Nameless waited until Olive's head disappeared below the level of the wall, then counted to twenty before limping to the staircase, gripping his wounded side. Half concealed by a large, fanged crenelation, he watched them descend. When they'd entered the first door, the true bard started down the stairs himself. He reached the first door and passed by it, continuing farther down the staircase. His only hope lay in the possibility that the tower had not given up all its secrets to its new owner.

On the ground far below, outside the tower's protective shell, a cloaked figure lowered the hand that had been shielding his eyes from the sky's light. Carefully, he removed the eye-cusps that gave him the sight of an eagle and replaced them in the small egg that was their home. He sighed, and his breath circled like fog through the transparent envelope that surrounded him. Then he took up his staff and made his way over the broken terrain of gemstones to the Citadel of White Exile.

When the companions had passed through the door, and Dragonbait had pushed past Alias to scout ahead, he had left Hill Cleaver still in her grasp.

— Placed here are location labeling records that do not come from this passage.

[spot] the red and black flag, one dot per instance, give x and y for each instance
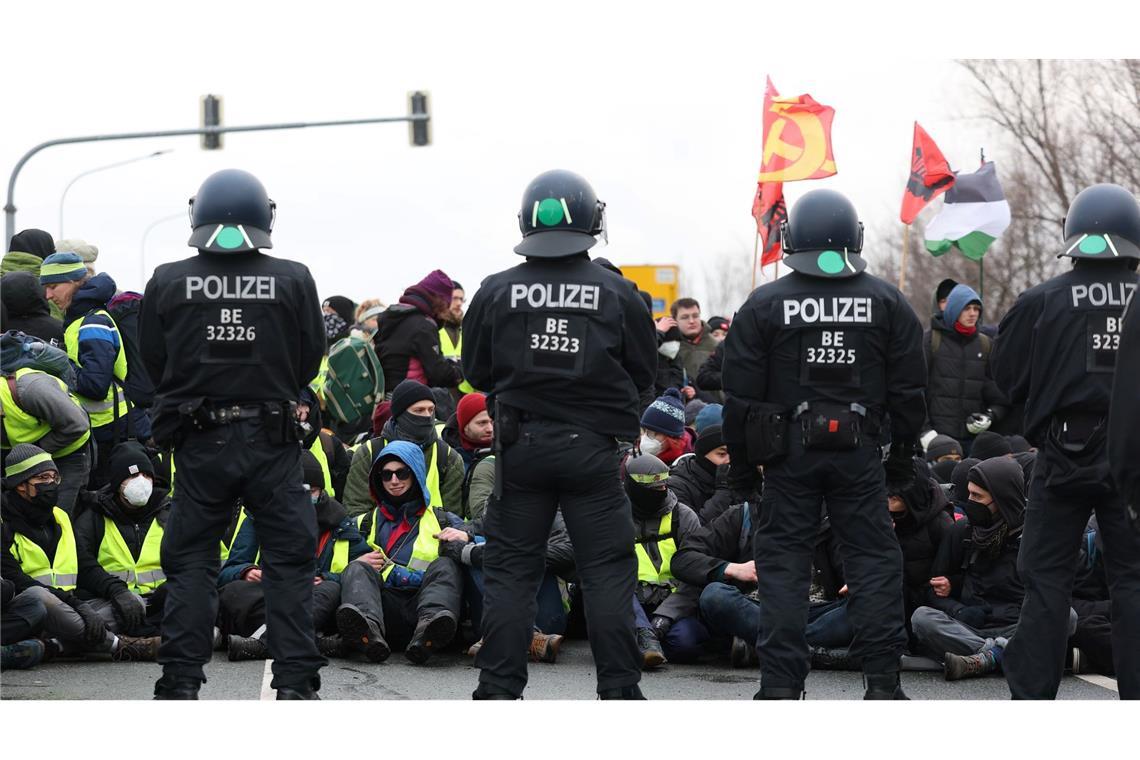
(930, 176)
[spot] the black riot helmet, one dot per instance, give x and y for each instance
(1102, 223)
(823, 236)
(560, 217)
(231, 213)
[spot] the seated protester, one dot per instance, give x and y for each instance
(978, 598)
(664, 433)
(242, 599)
(694, 476)
(412, 419)
(718, 560)
(404, 594)
(943, 448)
(470, 430)
(119, 536)
(38, 554)
(665, 615)
(22, 618)
(39, 409)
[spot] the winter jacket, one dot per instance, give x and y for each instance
(407, 344)
(90, 528)
(27, 310)
(332, 522)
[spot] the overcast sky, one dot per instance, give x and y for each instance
(657, 105)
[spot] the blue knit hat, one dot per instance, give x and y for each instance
(710, 415)
(62, 268)
(666, 415)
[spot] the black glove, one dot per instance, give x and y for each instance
(94, 628)
(129, 609)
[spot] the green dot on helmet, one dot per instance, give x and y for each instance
(830, 262)
(1093, 244)
(229, 237)
(550, 212)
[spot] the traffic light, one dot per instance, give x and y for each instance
(211, 116)
(418, 131)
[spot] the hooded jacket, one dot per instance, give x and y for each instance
(977, 580)
(959, 378)
(398, 524)
(27, 310)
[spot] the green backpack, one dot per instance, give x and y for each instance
(355, 381)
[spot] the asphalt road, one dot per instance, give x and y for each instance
(452, 676)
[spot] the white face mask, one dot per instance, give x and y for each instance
(137, 490)
(651, 446)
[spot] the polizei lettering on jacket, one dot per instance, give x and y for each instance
(555, 295)
(836, 310)
(231, 287)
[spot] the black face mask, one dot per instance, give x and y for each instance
(978, 514)
(415, 428)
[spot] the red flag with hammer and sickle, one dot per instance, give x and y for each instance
(797, 138)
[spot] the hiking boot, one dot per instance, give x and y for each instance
(135, 648)
(177, 687)
(958, 667)
(431, 636)
(22, 655)
(743, 654)
(361, 634)
(624, 693)
(544, 647)
(652, 654)
(331, 646)
(242, 648)
(824, 659)
(884, 686)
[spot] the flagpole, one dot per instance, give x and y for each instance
(906, 246)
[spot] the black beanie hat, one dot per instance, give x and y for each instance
(128, 459)
(990, 444)
(407, 393)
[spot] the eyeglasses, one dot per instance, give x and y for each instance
(402, 473)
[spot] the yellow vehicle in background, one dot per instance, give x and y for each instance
(662, 282)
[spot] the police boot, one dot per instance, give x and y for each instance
(432, 635)
(241, 648)
(743, 654)
(882, 686)
(544, 647)
(623, 693)
(133, 648)
(361, 634)
(652, 654)
(177, 687)
(958, 667)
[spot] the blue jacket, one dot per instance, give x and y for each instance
(402, 519)
(331, 515)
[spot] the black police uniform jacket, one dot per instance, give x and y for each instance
(562, 338)
(235, 328)
(807, 338)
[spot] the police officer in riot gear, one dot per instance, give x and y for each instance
(230, 336)
(562, 346)
(821, 368)
(1056, 352)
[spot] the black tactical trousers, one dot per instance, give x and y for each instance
(398, 611)
(214, 468)
(1055, 522)
(853, 487)
(556, 464)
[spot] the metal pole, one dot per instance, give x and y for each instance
(63, 195)
(10, 205)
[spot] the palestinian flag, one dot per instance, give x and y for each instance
(975, 215)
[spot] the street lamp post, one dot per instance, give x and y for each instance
(63, 195)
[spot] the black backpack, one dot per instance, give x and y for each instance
(124, 309)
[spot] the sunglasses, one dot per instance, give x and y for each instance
(402, 473)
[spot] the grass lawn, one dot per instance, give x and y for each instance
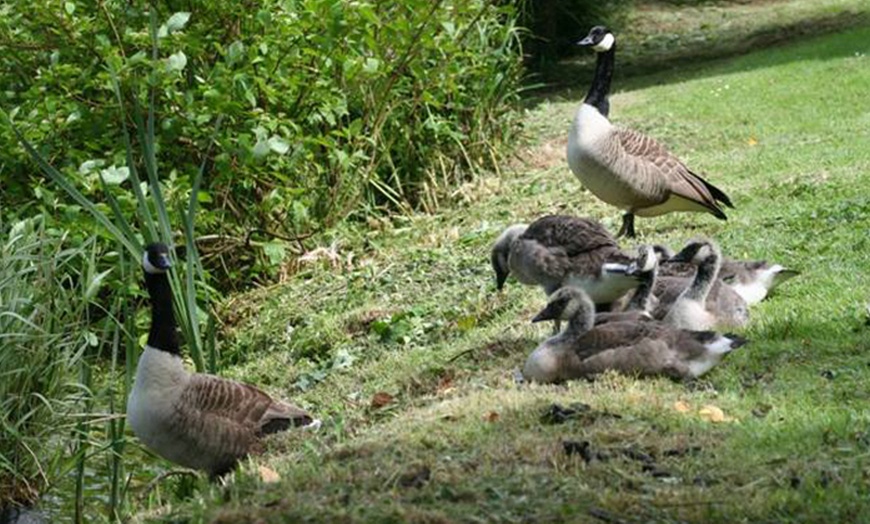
(408, 350)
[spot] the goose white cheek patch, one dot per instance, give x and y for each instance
(605, 44)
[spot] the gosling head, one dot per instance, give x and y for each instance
(600, 39)
(156, 259)
(647, 261)
(501, 252)
(663, 252)
(697, 251)
(566, 303)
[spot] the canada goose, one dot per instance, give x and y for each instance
(196, 420)
(644, 348)
(624, 167)
(688, 304)
(557, 250)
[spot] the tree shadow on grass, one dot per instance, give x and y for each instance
(780, 45)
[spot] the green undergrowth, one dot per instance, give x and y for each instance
(395, 336)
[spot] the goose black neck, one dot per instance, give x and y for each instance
(704, 277)
(162, 334)
(600, 88)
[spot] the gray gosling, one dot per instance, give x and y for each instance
(625, 168)
(195, 420)
(640, 348)
(753, 280)
(557, 250)
(702, 302)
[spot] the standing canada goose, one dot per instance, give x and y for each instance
(625, 168)
(196, 420)
(643, 348)
(687, 303)
(557, 250)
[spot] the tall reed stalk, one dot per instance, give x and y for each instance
(152, 222)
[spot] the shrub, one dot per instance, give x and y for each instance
(331, 108)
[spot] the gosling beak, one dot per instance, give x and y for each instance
(548, 313)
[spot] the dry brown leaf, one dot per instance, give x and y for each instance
(381, 399)
(268, 475)
(713, 414)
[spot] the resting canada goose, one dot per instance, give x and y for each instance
(625, 168)
(700, 302)
(557, 250)
(644, 348)
(751, 279)
(196, 420)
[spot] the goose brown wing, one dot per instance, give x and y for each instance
(574, 235)
(225, 418)
(644, 154)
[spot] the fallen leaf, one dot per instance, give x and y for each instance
(381, 399)
(713, 414)
(682, 406)
(268, 475)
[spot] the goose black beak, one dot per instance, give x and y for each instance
(547, 313)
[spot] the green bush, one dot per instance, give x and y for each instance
(554, 26)
(331, 108)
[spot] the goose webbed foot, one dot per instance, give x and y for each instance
(627, 228)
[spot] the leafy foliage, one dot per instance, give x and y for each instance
(555, 25)
(329, 110)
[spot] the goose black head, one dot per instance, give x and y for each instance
(599, 39)
(565, 303)
(156, 259)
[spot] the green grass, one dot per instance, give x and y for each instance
(408, 308)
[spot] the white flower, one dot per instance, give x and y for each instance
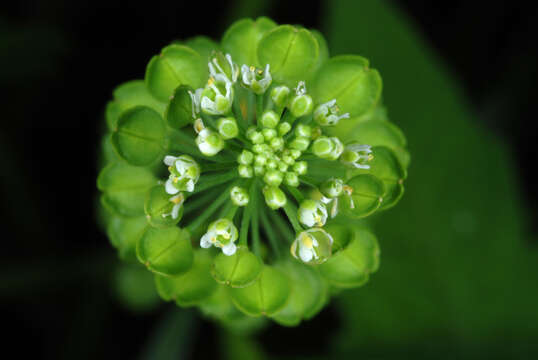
(222, 234)
(312, 213)
(184, 174)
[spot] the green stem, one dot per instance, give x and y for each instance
(291, 213)
(268, 229)
(204, 216)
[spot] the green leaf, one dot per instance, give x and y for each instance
(124, 188)
(351, 265)
(192, 287)
(367, 196)
(124, 234)
(242, 37)
(158, 208)
(349, 80)
(387, 168)
(238, 270)
(176, 65)
(308, 293)
(265, 296)
(292, 53)
(165, 251)
(179, 110)
(128, 95)
(140, 136)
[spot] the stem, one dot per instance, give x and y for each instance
(270, 234)
(291, 213)
(195, 224)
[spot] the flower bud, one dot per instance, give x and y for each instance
(327, 114)
(239, 196)
(270, 119)
(332, 188)
(273, 177)
(300, 167)
(357, 155)
(312, 213)
(280, 95)
(184, 174)
(217, 97)
(312, 246)
(274, 197)
(245, 158)
(257, 80)
(245, 171)
(227, 127)
(209, 142)
(221, 233)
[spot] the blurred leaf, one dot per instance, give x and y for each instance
(454, 267)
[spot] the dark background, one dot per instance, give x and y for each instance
(60, 60)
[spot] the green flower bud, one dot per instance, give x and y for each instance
(239, 196)
(273, 177)
(217, 97)
(332, 188)
(222, 234)
(327, 114)
(284, 128)
(245, 158)
(257, 80)
(312, 246)
(291, 179)
(270, 119)
(184, 174)
(209, 142)
(227, 127)
(274, 197)
(269, 134)
(312, 213)
(357, 155)
(245, 171)
(303, 130)
(280, 95)
(300, 167)
(301, 104)
(300, 143)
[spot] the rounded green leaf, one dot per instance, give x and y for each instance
(308, 294)
(124, 233)
(176, 65)
(387, 168)
(366, 198)
(291, 52)
(265, 296)
(350, 81)
(238, 270)
(165, 251)
(192, 287)
(135, 288)
(158, 208)
(128, 95)
(124, 188)
(242, 37)
(351, 265)
(140, 136)
(179, 111)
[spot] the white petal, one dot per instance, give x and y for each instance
(229, 249)
(169, 187)
(169, 160)
(205, 241)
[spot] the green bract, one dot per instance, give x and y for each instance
(236, 173)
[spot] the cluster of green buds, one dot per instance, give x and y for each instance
(273, 154)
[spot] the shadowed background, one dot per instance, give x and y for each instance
(459, 252)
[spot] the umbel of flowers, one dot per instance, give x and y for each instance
(239, 172)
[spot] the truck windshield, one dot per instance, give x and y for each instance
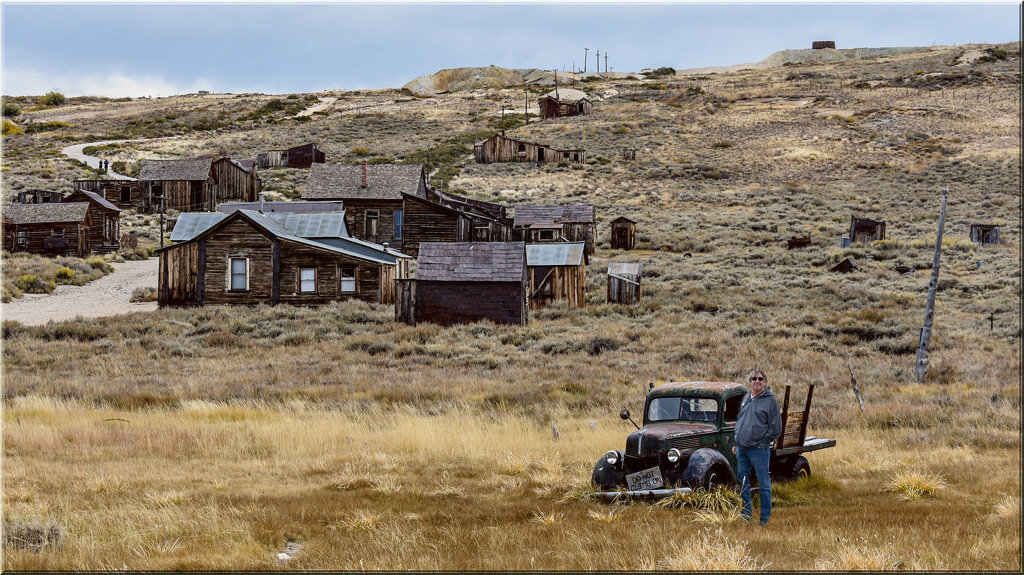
(682, 408)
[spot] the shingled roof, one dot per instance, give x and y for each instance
(344, 181)
(46, 213)
(471, 261)
(190, 170)
(553, 215)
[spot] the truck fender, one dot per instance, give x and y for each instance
(608, 477)
(701, 461)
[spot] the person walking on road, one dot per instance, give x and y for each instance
(758, 426)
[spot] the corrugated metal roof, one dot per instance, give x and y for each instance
(554, 254)
(471, 261)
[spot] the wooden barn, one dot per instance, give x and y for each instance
(500, 148)
(624, 282)
(537, 224)
(465, 282)
(427, 221)
(104, 230)
(563, 102)
(250, 258)
(863, 229)
(185, 185)
(374, 196)
(237, 180)
(126, 194)
(50, 229)
(984, 233)
(624, 232)
(557, 272)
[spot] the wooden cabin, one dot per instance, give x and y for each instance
(624, 282)
(624, 232)
(984, 233)
(427, 221)
(50, 229)
(185, 185)
(537, 224)
(237, 180)
(126, 194)
(104, 231)
(500, 148)
(557, 272)
(863, 229)
(564, 102)
(250, 258)
(374, 196)
(462, 282)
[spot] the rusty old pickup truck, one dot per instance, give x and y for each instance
(686, 442)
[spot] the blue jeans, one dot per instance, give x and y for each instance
(758, 458)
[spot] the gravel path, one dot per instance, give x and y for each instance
(107, 296)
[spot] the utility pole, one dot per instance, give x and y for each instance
(926, 332)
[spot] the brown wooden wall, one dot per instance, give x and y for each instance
(568, 283)
(464, 302)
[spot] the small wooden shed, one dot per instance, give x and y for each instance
(557, 272)
(462, 282)
(624, 282)
(863, 229)
(984, 233)
(624, 232)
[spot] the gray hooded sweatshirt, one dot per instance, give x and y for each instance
(759, 424)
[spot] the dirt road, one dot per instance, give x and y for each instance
(107, 296)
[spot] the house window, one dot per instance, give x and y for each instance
(347, 278)
(398, 221)
(307, 280)
(240, 274)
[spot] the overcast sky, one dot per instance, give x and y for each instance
(159, 50)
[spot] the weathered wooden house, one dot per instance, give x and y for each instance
(984, 233)
(237, 180)
(863, 229)
(465, 282)
(557, 272)
(624, 232)
(298, 157)
(500, 148)
(428, 221)
(51, 229)
(104, 229)
(185, 185)
(373, 196)
(563, 102)
(126, 194)
(624, 282)
(537, 224)
(251, 258)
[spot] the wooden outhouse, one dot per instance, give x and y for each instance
(104, 230)
(564, 102)
(984, 233)
(250, 258)
(373, 196)
(185, 185)
(624, 232)
(863, 229)
(624, 282)
(50, 229)
(461, 282)
(537, 224)
(557, 272)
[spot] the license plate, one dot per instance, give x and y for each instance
(647, 479)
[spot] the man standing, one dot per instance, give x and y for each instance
(758, 426)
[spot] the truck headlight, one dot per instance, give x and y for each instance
(611, 457)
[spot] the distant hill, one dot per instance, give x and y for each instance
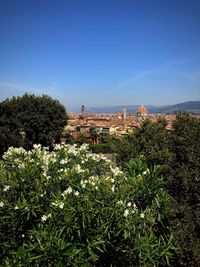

Without a weapon, the swordswoman was only a human of soft flesh and toolusing hands, while the saurial felt quite confident with his claws and powerful jaws.

The passages were lighted by the stones of the wall, which shone from within-a benefit of the citadel's position. Akabar was reminded of the light that had come from behind the elven wall that had imprisoned the Abomination of Moander, but these walls glowed with a rosy light that gave them all a ruddy hue.

Thev passed through one chamber, then another. Both had held some furniture, but recently had been stripped bare. The dust on the floor was disturbed as though several heavy objects had been dragged across it. The small prints of the pseudo-halfling crossed the rooms, as well as a set of large, heavier boots, nearly giant size.

They came to a pair of doors made of crystal that, like the the walls, glowed from within. The doors opened at a touch.

A large hall lay beyond. Dragonbait froze upon entering the room. It was not arranged the way it had been more than a month ago when he'd been dragged through it. There had been a long feasting table, and the walls had been covered with banners of some of the Realms' older nations. The table and banners were gone, replaced by twelve biers. Each funeral stand was occupied by a body.